Antibiotic Resistance Complicates The Treatment Of Many Infections

A growing challenge in the treatment of staph infections is that the bacteria can become resistant to antibiotics, including daptomycin. Antibiotic resistance not only complicates the treatment of many infections, it also raises the cost of treating those infections. But a recent United Nations report claiming that drug resistant diseases could kill 10 million people a year by 205.

As staphylococcus aureus is a bacterium commonly finding on the skin or noses of people and animals; even healthy ones. But staphylococcus aureus is one of the more versatile bacteria out there; In dairy animals; this bacterium can cause mastitis; an economically and medically important infectious disease in Nebraska and worldwide.

Antibiotic resistance complications

Somerville and his colleagues have conducted research on the metabolic changes; that occur in the bacteria before and after the development of resistance. This information was used to develop a new treatment plan that uses daptomycin in combination with another drug already approved for use in humans.
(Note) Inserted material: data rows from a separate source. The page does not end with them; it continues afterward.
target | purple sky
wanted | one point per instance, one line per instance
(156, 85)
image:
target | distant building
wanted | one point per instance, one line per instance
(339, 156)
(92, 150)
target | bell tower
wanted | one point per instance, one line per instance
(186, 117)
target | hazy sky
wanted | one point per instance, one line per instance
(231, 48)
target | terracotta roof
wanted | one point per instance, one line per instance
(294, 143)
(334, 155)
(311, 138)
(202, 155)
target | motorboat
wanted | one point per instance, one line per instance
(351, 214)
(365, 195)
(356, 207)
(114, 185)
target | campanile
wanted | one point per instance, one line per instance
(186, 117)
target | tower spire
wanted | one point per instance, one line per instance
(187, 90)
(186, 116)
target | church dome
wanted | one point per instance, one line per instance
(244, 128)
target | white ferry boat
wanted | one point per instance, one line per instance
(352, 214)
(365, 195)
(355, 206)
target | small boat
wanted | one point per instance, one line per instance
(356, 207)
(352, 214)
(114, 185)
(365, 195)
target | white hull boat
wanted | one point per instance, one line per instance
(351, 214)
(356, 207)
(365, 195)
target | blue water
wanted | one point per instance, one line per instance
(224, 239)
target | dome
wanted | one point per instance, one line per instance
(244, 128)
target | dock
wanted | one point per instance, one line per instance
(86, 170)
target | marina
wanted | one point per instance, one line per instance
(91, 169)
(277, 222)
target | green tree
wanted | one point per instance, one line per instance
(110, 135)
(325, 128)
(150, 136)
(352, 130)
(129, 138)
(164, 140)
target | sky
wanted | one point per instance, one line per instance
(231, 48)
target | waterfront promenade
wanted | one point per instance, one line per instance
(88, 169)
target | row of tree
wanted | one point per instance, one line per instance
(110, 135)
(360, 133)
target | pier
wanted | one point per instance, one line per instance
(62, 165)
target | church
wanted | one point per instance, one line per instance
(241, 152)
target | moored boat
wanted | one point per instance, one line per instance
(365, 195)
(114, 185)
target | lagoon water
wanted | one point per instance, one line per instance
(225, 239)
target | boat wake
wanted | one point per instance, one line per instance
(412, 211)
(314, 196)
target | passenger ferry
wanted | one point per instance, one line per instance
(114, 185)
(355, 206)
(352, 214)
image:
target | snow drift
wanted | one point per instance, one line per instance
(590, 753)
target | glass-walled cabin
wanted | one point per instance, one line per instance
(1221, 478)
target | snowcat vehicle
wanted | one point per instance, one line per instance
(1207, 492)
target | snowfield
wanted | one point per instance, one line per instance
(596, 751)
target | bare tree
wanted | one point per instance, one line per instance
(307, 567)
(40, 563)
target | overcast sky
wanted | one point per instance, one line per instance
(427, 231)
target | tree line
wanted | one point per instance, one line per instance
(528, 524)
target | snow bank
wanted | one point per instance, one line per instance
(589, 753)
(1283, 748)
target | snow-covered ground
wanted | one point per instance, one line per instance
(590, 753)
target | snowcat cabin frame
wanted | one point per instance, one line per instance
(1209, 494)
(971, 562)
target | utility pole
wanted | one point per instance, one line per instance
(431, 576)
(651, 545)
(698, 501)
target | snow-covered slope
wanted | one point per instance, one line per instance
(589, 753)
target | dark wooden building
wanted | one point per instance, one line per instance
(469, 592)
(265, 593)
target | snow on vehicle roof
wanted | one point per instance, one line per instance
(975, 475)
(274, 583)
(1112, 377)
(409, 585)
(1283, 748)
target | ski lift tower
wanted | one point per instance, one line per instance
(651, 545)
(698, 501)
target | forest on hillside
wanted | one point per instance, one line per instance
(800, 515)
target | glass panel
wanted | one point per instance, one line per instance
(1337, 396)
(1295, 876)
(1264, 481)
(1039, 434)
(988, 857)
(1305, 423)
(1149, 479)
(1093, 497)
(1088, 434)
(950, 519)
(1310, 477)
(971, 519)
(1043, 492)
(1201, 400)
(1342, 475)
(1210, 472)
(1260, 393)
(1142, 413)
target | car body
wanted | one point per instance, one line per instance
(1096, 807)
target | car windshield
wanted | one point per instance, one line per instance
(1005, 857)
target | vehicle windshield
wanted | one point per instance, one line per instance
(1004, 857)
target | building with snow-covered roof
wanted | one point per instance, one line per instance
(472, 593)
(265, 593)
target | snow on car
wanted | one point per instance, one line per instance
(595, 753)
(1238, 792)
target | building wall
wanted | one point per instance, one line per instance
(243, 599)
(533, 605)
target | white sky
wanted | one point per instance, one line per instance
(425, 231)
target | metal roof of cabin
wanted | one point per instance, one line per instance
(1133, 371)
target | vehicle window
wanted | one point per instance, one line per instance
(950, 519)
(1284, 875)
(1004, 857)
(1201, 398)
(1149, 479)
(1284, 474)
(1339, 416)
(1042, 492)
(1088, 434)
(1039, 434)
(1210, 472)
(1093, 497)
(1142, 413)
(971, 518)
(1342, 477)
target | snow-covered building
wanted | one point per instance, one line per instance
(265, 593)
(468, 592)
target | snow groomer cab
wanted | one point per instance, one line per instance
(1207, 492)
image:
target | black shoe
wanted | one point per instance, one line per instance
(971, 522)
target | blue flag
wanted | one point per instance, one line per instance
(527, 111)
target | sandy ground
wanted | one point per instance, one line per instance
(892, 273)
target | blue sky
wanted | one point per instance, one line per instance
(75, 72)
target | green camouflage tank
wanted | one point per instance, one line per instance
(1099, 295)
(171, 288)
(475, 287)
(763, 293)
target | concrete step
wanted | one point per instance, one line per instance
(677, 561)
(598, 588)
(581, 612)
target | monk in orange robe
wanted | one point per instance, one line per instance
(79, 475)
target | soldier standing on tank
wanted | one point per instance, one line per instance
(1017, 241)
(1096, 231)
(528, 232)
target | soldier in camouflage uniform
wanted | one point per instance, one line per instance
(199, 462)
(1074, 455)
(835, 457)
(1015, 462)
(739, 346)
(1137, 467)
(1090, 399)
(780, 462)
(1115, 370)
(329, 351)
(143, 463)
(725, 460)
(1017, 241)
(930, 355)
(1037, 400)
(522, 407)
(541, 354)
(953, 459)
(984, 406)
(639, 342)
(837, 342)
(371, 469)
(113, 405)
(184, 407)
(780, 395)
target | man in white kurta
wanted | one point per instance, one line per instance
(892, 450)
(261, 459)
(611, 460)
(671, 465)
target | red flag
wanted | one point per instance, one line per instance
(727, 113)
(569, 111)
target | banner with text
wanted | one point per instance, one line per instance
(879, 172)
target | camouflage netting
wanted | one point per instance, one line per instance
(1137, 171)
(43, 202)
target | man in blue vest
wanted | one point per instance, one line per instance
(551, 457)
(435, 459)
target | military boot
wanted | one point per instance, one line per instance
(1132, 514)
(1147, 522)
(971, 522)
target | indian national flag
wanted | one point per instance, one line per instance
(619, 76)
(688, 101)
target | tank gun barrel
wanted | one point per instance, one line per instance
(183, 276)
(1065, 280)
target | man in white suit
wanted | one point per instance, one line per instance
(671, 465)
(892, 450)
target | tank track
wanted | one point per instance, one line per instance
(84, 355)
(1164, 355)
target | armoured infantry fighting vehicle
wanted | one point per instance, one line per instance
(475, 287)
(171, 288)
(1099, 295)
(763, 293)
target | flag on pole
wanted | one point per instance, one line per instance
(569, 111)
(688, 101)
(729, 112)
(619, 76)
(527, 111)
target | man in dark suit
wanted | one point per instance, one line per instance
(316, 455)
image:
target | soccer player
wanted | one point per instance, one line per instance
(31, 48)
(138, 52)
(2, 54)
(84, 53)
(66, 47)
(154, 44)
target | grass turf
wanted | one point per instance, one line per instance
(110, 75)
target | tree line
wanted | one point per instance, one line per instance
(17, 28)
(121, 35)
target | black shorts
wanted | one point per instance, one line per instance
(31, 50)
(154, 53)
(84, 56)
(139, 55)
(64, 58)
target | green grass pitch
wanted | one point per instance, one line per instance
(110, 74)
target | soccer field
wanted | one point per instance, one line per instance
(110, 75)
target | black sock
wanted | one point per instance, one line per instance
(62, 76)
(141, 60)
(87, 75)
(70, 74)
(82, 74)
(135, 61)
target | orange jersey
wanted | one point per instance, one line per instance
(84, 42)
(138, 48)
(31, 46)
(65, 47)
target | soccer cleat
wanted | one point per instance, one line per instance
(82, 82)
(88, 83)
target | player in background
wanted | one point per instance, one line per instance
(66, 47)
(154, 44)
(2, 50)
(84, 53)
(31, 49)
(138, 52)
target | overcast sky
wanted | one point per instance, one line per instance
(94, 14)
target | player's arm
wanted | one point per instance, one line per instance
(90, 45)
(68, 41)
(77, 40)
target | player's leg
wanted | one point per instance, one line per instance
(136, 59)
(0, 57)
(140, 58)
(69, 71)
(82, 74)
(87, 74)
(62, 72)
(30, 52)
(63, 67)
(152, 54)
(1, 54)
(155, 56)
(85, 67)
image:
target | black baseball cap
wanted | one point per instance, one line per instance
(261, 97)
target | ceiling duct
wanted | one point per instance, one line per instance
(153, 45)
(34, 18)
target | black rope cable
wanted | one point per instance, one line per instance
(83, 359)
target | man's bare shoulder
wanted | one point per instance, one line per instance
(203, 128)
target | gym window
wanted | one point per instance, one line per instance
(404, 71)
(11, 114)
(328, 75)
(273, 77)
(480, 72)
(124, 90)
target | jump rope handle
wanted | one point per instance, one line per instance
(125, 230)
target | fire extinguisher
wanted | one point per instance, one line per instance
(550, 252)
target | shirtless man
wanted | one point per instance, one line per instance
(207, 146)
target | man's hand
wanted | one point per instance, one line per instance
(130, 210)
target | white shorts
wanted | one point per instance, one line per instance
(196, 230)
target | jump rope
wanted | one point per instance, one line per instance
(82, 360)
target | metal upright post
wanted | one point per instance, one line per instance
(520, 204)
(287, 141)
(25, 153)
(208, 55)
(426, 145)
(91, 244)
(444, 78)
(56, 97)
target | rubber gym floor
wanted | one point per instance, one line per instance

But the advantage to finding a combination involving daptomycin is that it provides a solution without waiting for a new antibiotic to receive approval from the U.S. Food and Drug Administration; which can take several years and be very costly. A recent study estimated that developing a new prescription medication can cost pharmaceutical companies.

Staph resistance

Our research found that the metabolic adaptations associated with staph resistance can be targeted to prevent the emergence of resistance to daptomycin; Somerville attributed the advancement of this research to key collaborations across disciplines. One of those collaborations is with Robert Powers, professor of chemistry.

This research demonstrates the value of leveraging the metabolome to understand fundamental processes in cellular biology that can be used as a valuable resource in drug discovery and disease diagnostics; While this bacterium is a common cause of skin infections; it can invade other areas of the body and cause life-threatening infections. In fact, the bacterium causes more deaths in the United States than does HIV/AIDS.